Even though there’s a lot of money thrown around at bowl games, teams often lose money. When Kentucky won the 2018 Citrus Bowl, the school raked in $1.77 million for winning the Citrus Bowl while totaling $2.43 million in expenses. In a year where budgets have shrunk across college athletics, playing in a bowl game will more than likely hurt Kentucky’s bottom line more than it helps.
Pro: End the Season with a Win
The decision-makers in Birmingham did Mark Stoops no favors in the scheduling reshuffle. After other schools postponed games due to COVID-19 issues, Kentucky was forced to play three top ten teams in a four-game stretch.
Right now it feels like the sky is falling in Lexington. It’s not so different than what Kentucky fans felt after losing three-straight to Florida, Mississippi State and South Carolina in 2019. In retrospect, we will not remember that ugly stretch of the season. Kentucky fans remember watching Lynn Bowden run all over Louisville before winning in walk-off fashion against Virginia Tech in the Belk Bowl. Two wins to cap off a difficult season will not completely erase the woes of 2020, but fans will feel better about how it all ended.
Con: Who will be able to play?
Stoops said on Monday that there are 26-27 absences in the Kentucky football facility entering the final week of the season. Even though running back Chris Rodriguez and tight end Justin Rigg are expected to return to action on Saturday, J.J. Weaver suffered a torn ACL while filling in for the “banged up” Jordan Wright and Kelvin Joseph opted out of the remainder of the season.
In addition to missing players, UK’s staff may dwindle. Stoops recently alluded to “moving the program forward” starting next week, which leads many to speculate that will be when Eddie Gran and Darin Hinshaw are relieved of their duties. Of course, it’s only speculation, but we could see a scenario where Vince Marrow is calling plays in a postseason game.
Pro: Offseason Momentum
Winning at the end of the year does not just make fans feel good. Artificial momentum is created within programs and recruiting circles based on how you finish. Not only do talented recruits get to see what your program has to offer, the bowl practices that predominantly feature the team’s young stars give coaches a sneak peek at what the future holds. That experience for underclassmen is invaluable, particularly a year after Stoops signed his best recruiting class to date that includes Beau Allen and a bevy of talented pass-catchers.
Con: Who wants to still play?
2020 has been difficult for everyone, but even more so for the Kentucky football program. Before the season Chris Oats suffered a medical emergency.
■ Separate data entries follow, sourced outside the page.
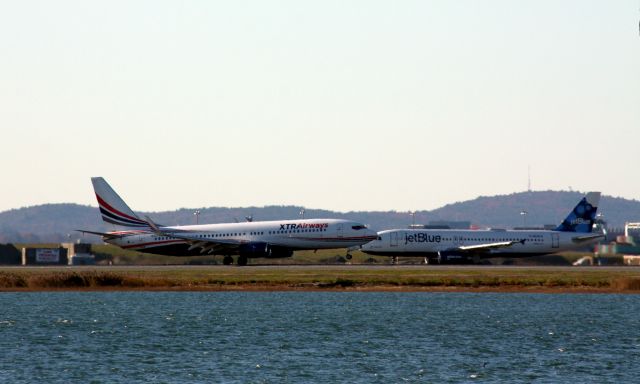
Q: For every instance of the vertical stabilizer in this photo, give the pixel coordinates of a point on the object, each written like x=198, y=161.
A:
x=583, y=216
x=113, y=209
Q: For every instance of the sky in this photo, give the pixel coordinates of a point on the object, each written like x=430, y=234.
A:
x=340, y=105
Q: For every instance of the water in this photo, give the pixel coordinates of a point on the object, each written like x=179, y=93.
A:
x=318, y=337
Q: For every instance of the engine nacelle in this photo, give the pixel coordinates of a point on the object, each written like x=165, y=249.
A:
x=253, y=250
x=453, y=258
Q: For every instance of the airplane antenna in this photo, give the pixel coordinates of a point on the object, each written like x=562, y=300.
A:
x=524, y=213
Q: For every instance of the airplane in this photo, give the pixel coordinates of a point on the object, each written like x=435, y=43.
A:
x=252, y=239
x=449, y=246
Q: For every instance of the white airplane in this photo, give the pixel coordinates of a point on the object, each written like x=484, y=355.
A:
x=270, y=239
x=443, y=246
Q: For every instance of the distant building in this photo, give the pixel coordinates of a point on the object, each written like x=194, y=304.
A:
x=44, y=256
x=450, y=224
x=79, y=253
x=9, y=255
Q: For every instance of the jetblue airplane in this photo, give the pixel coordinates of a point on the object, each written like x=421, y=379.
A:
x=442, y=246
x=270, y=239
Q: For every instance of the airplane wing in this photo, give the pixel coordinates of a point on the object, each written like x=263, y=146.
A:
x=103, y=234
x=587, y=237
x=207, y=245
x=486, y=247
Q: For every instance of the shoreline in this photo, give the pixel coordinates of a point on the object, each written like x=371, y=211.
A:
x=322, y=279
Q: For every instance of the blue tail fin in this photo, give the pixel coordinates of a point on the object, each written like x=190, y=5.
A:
x=582, y=217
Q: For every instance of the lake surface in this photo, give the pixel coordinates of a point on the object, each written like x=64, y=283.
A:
x=318, y=337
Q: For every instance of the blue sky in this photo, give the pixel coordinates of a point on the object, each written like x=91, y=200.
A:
x=358, y=105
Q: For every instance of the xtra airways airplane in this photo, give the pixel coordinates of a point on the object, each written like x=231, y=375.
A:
x=271, y=239
x=448, y=246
The once rising star with all-conference potential was confined to a wheelchair. Shortly after the Wildcats found their feet with a dominant win over Tennessee, John Schlarman, the cornerstone of the Big Blue Wall that helped develop the identity and culture of Stoops’ program, succumbed to his lengthy fight with cancer.
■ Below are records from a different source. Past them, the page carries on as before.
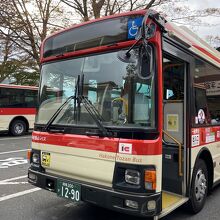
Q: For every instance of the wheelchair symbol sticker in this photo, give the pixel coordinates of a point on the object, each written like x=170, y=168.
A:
x=133, y=26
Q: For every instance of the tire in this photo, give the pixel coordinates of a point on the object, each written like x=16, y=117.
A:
x=18, y=127
x=199, y=187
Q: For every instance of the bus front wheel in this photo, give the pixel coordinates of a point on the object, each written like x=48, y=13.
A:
x=199, y=187
x=18, y=128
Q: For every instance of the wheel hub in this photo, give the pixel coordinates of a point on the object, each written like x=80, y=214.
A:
x=200, y=185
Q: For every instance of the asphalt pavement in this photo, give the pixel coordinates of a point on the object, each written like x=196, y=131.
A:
x=21, y=201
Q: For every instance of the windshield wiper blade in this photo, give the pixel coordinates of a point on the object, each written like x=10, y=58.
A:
x=95, y=115
x=57, y=112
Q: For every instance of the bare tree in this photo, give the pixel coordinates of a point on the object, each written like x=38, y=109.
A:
x=28, y=22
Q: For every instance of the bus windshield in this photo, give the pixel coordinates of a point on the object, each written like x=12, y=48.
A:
x=112, y=87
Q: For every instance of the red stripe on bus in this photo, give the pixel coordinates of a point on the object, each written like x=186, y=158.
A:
x=17, y=111
x=139, y=147
x=205, y=135
x=18, y=87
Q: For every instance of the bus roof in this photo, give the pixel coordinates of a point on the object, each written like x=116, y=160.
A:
x=18, y=87
x=179, y=33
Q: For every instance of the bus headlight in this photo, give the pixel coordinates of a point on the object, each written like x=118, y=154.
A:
x=132, y=177
x=36, y=158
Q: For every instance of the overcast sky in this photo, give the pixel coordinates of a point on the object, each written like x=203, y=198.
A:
x=214, y=29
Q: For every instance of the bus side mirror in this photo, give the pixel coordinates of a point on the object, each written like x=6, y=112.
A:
x=145, y=62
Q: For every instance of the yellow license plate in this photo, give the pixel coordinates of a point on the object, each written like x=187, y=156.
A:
x=45, y=159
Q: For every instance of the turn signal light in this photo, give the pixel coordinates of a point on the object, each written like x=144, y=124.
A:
x=150, y=179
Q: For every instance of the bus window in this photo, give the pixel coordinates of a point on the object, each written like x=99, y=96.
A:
x=207, y=93
x=173, y=73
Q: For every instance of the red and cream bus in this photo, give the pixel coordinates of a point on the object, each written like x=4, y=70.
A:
x=17, y=108
x=129, y=115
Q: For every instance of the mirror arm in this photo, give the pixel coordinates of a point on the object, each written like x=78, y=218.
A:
x=128, y=52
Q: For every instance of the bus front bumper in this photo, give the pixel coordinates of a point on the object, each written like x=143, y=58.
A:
x=100, y=196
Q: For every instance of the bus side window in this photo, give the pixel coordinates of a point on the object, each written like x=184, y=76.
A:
x=207, y=93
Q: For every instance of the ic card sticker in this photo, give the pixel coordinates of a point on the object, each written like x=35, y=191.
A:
x=125, y=148
x=201, y=116
x=195, y=140
x=173, y=122
x=210, y=137
x=45, y=159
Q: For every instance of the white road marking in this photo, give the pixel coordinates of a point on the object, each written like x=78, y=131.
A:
x=12, y=183
x=14, y=195
x=14, y=151
x=14, y=178
x=15, y=138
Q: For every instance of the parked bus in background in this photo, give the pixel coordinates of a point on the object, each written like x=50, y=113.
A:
x=17, y=108
x=134, y=122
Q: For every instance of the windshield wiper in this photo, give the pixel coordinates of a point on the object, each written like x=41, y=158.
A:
x=57, y=112
x=96, y=117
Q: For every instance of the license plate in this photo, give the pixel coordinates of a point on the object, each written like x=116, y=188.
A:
x=45, y=159
x=69, y=190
Kentucky’s head coach said “it’s hard to put into words” exactly how emotionally and physically exhausting this year has been for his team.
“I know it’s been definitely one of the most trying times. Certainly, one of the most trying coaching experiences of my life and I’ve been through some tough ones,” Stoops said. “But again, I don’t really want that to be the headline because it’s about the players. I am paid to do this job, I can accept it, I can shoulder it, I’ll be fine. I do care about our players and I do care about their mental and physical well-being. It’s been very trying on them.”
If the Wildcats decide to prematurely call it a season after all they’ve been through, can you blame them?